Results

Software

MICROCARD aims to build software that can simulate the heart cell by cell, as well as software that can generate the geometrical models that are needed for such simulations. Thus, we build and contribute to several pieces of software with more or less specialized tasks.

µCARP

µCARP is our main simulation software. It is implemented as a branch of the openCARP software. We not only branched openCARP, but we also contributed to the original by adding a Ginkgo back-end to allow openCARP to run efficiently on GPU, MLIR-based acceleration of the membrane models, automated packaging of simulations, and a Jupyther front-end. We are also busy adding automatic restart capability, allowing openCARP to overcome node failures on supercomputers.

mmg3d and ParMmg

mmg3d is a remesher, a program that can modify three-dimensional meshes consisting of tetrahedra, part of the Mmgtools collection. The mmg3d software can improve the quality of a mesh and adapt it to the user's needs e.g. in terms of element sizes. Importantly, mmg3d can discretize level sets, while preserving any number of volumetric subdomains in the mesh. This functionality is crucial for our methods to build detailed meshes of cardiac tissue. We have done a lot of work to make mmg3d more robust in difficult situations, which are plentiful in our meshes.

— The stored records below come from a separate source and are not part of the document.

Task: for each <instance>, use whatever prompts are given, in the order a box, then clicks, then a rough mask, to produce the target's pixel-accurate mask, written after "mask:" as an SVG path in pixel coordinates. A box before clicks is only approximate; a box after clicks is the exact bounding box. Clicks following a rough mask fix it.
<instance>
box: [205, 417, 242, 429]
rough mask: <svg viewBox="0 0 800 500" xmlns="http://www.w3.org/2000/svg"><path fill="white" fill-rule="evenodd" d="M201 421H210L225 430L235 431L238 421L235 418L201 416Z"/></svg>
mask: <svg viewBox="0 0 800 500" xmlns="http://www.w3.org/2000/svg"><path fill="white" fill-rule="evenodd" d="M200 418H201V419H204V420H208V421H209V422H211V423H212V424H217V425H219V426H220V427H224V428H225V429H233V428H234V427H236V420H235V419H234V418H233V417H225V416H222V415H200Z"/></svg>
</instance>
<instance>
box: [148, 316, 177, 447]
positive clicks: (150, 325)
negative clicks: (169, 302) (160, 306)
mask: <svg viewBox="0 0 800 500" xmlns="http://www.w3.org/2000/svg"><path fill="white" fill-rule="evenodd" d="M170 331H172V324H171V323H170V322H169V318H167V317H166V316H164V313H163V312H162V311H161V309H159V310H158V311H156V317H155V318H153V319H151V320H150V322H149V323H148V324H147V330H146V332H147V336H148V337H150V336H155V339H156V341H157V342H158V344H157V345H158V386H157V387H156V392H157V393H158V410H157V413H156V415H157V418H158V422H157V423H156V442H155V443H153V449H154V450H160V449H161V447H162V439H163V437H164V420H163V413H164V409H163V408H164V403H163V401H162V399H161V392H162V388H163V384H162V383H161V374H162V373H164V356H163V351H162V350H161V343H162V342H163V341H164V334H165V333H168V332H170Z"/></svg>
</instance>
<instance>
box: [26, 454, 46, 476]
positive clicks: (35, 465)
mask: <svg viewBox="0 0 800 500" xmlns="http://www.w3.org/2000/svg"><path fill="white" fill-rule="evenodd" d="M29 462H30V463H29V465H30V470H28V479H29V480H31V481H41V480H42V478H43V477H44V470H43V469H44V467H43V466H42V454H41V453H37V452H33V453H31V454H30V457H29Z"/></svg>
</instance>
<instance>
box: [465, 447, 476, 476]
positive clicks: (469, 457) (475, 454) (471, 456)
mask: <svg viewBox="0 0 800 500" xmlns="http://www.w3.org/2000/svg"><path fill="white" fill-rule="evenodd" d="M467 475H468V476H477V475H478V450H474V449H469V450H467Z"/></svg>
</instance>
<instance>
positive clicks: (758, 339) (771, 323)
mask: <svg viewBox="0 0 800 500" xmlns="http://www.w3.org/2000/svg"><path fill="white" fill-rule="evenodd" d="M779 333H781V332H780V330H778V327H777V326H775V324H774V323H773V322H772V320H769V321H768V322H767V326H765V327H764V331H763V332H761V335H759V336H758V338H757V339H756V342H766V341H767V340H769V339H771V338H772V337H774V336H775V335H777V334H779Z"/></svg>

ParMmg is a version of mmg3d that can work with multiple processes simultaneously. This capability is necessary to handle large meshes in a reasonable amount of time, and to handle meshes that are too large to fit in the memory available to a single processor. We have made ParMmg more robust, and we are adding functionality for level-set discretization, which ParMmg did not have yet.

Ginkgo

Ginkgo is a high-performance numerical linear algebra library for many-core systems, with a focus on solution of sparse linear systems. Notably, it allows linear algebra problems to be solved efficiently on NVIDIA, AMD and Intel GPUs. Since GPUs nowadays provide most of the compute power in supercomputers, it is essential for our work that our linear-algebra problems can be handled by them. Therefore we implemented the specific algorithms that we need (e.g. a BiCGStab solver and BDDC preconditioners) within Gingko. These algorithms are also applicable for other problems, so this work is also benefiting a wider Gingkgo user audience.

Scientific papers, presentations, posters

An overview of our scientific output is given on our publications page.

Doctorates

Several people have earned PhD degrees thanks to support by the MICROCARD project, or are on their way to do so.

• Ngoc Mai Monica Huynh defended her thesis Newton-Krylov Dual-Primal Methods for Implicit Time Discretizations in Cardiac Electrophysiology in December 2021 at the Università degli studi di Pavia
• Arun Thangamani defended his thesis Optimized Code Generation of Parallel and Polyhedral Loop Nests using MLIR in September 2024 at Université de Strasbourg.
• Edoardo Centofanti will defend his thesis Efficient Solvers and Machine Learning Approaches in Cardiac Electrophysiology on High-Performance Computing Architectures in December 2024 at the Università degli studi di Pavia.

Outreach activities

Scientific research and development concerns everybody, not only those who like to read scientific papers or use scientific software. In order to reach a wider audience, we undertake several activies.

• We regularly post on LinkedIn, about our work and the people behind it.
• We author wide-audience papers in our national languages like this one (French) in The Conversation.
• We participate in local activities such as the European Researchers' Night.

Others also write about us in accessible language. See for example the article How supercomputers can help defuse ‘cardiac time bombs’ published by the CORDIS platform of the European Union.